Porto Alegre também instalou novos abrigos nos pontos de ônibus buscando proporcionar mais conforto. Através de perguntas específicas sobre o novo modelo, a Pesquisa QualiÔnibus revelou que a população considera os abrigos mais confortáveis, seguros e protegidos contra sol e chuva. A pesquisa, aplicada anualmente, também permitiu monitorar a evolução da satisfação com gasto com transporte, cuja nota aumentou ao longo dos anos em que a tarifa do transporte coletivo não teve reajustes.

Por meio da Pesquisa de Satisfação, Salvador (BA) pôde avaliar os impactos de seu novo sistema BRT, inaugurado em 2022. Os resultados revelaram que os clientes do BRT gastam menos tempo no transporte coletivo do que os do sistema convencional, além de apresentarem maior taxa de concordância sobre a melhoria do serviço de ônibus após a inauguração do BRT.

ônibus visto de cima
Salvador avaliou impacto do BRT por meio da Pesquisa de Satisfação QualiÔnibus (foto: Joá Souza/WRI Brasil)

Metas de qualificação e indicadores de contrato

Porto Alegre e Salvador já incluíram metas de satisfação nos planos de governo municipais, uma maneira de balizar objetivos em diversos horizontes de tempo. Campinas (SP), Salvador e São Paulo (SP) incluíram a satisfação como indicador em contratos de concessão, de forma que poder público e operadores privados trabalhem de forma conjunta em busca de um serviço com mais qualidade para as pessoas.

Esse tipo de abordagem tende a ganhar força no Brasil. O Marco Legal do Transporte Público Coletivo, em tramitação no Congresso, propõe que a satisfação componha uma série de índices de qualidade, que venham a determinar inclusive a remuneração de quem opera o serviço.

Pessoas no ponto de ônibus
Pesquisa de Satisfação dá voz a quem, muitas vezes, tem nos ônibus sua única opção para acessar oportunidades (foto: Giovanni Ceconello/WRI Brasil)

Ouvir as pessoas é um primeiro passo

A Pesquisa de Satisfação é uma ferramenta quantitativa que dá voz a quem utiliza um dos modos mais sustentáveis de transporte e muitas vezes tem nele sua única opção para acessar oportunidades de emprego, educação e lazer. Aliada a outros métodos de pesquisa, como os qualitativos, ela pode potencializar ainda mais a eficácia das ações promovidas, atacando de forma precisa os problemas do serviço.

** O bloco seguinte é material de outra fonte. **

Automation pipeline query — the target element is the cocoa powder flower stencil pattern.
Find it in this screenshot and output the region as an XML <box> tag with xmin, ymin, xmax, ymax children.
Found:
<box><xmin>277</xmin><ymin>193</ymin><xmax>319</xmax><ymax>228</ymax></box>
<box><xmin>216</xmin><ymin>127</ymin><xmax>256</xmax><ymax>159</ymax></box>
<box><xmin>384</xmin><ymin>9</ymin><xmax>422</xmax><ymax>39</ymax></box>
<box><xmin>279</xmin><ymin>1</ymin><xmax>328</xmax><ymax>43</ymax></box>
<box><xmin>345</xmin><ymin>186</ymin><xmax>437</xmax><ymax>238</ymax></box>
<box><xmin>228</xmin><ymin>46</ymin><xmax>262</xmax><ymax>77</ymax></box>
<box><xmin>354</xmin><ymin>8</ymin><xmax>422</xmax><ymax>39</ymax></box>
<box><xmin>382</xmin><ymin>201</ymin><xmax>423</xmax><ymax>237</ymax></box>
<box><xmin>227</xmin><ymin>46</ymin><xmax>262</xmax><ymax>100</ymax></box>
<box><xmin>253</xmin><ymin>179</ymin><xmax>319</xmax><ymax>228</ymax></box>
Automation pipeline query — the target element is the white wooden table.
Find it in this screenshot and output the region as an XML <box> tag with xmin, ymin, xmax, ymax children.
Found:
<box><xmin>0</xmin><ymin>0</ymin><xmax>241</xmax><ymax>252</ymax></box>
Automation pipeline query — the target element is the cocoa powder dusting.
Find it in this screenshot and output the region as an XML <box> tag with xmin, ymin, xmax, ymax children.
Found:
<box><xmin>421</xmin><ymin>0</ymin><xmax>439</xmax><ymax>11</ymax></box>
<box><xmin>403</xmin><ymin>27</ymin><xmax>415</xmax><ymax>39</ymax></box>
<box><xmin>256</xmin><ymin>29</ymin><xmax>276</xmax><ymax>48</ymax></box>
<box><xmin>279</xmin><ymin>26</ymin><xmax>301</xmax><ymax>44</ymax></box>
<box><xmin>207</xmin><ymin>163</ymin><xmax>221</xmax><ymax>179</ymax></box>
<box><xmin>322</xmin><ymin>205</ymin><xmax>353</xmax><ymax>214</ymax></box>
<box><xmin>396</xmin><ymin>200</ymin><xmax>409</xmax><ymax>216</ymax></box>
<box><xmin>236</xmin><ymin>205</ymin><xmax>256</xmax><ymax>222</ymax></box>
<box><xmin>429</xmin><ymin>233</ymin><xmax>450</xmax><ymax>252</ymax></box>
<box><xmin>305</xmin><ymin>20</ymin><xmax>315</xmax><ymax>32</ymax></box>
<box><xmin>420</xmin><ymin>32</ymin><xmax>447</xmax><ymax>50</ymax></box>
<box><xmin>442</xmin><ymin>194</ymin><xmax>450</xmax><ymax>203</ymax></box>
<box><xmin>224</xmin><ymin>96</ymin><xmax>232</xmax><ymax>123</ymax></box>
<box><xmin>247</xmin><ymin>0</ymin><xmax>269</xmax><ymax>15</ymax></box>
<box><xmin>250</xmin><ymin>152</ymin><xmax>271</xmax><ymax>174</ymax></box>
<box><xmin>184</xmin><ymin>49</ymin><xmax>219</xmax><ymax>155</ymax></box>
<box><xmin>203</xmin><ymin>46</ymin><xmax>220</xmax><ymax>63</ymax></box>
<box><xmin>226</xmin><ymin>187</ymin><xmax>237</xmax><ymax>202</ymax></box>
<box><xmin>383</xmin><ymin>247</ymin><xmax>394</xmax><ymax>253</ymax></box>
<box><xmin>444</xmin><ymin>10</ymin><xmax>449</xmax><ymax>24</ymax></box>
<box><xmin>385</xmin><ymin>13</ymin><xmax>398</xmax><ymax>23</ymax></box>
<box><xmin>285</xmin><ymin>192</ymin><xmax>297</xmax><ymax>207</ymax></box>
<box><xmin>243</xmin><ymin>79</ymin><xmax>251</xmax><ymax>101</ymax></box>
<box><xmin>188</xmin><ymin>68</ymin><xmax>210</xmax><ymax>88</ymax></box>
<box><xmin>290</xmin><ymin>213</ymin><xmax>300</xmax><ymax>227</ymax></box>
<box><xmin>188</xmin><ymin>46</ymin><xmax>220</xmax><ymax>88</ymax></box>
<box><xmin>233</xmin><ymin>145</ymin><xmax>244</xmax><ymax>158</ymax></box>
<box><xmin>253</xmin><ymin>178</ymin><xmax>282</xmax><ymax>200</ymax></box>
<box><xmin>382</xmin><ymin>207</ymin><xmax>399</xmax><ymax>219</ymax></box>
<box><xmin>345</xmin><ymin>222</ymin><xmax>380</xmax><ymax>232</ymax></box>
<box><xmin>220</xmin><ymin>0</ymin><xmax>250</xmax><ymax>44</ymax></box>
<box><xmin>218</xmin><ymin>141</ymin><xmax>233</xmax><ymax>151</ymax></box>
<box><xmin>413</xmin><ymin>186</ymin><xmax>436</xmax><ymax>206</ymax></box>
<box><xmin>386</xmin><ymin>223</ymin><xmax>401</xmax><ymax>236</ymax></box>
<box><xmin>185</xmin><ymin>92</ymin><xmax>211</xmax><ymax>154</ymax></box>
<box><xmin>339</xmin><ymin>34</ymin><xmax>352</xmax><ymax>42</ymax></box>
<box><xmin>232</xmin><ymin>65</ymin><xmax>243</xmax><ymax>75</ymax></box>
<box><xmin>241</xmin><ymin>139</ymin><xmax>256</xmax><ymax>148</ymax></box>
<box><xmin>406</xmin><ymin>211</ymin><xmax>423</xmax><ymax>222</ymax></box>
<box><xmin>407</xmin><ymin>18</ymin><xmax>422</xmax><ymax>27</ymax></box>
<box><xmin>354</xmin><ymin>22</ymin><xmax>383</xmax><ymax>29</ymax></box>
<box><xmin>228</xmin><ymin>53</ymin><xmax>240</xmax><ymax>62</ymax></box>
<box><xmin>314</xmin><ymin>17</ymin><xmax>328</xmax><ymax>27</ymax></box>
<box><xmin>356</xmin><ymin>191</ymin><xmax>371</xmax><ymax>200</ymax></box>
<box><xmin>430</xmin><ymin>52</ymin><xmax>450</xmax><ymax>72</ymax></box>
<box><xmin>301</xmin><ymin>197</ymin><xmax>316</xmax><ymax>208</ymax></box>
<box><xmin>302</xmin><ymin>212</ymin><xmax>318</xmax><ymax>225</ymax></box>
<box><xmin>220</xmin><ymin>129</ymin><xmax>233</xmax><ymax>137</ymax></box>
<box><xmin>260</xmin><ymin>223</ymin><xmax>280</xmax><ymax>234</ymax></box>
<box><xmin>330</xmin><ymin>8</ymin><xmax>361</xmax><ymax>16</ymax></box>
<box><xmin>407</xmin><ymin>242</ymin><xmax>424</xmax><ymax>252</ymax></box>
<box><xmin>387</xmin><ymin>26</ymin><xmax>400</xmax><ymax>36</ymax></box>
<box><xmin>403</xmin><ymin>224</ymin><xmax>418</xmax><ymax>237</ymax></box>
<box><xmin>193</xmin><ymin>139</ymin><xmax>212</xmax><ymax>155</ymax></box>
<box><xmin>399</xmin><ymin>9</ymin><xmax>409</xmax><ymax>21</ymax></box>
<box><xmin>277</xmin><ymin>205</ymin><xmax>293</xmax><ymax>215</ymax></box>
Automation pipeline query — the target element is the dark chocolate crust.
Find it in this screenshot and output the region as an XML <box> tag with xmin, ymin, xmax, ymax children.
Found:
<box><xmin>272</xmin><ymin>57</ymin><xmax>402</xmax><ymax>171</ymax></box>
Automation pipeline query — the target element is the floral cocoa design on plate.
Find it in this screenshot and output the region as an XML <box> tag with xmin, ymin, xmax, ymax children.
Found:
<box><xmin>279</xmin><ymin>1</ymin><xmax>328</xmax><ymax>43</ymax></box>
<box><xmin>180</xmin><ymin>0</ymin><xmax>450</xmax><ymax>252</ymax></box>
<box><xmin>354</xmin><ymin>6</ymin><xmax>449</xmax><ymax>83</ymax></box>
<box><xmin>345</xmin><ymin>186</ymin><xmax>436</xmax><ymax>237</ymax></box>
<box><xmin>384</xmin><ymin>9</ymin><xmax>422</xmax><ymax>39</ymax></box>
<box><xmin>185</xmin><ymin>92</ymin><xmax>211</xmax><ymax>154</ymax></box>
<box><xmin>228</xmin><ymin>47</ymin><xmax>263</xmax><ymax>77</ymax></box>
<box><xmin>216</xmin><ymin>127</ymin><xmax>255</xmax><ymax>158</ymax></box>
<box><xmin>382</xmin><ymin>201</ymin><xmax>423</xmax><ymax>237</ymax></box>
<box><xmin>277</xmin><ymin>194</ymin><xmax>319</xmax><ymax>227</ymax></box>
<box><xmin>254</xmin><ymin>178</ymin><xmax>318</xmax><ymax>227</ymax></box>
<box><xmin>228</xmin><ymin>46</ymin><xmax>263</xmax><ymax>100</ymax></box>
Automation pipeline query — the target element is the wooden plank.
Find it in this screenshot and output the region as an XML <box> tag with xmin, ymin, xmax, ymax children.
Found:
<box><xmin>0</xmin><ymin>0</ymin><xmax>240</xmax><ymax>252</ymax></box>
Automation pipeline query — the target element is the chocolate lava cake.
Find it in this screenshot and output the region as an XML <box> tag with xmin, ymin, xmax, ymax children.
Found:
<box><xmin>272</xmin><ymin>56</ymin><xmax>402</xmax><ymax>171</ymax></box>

Com isso, tem-se um ciclo virtuoso de qualificação do transporte coletivo. Planejar e implementar melhorias no transporte coletivo requer tempo, planejamento, investimento de recursos e envolvimento de diversos atores. Mas, quando bem executadas, os resultados são promissores para a qualificação do serviço e uma mobilidade urbana mais sustentável nas cidades brasileiras.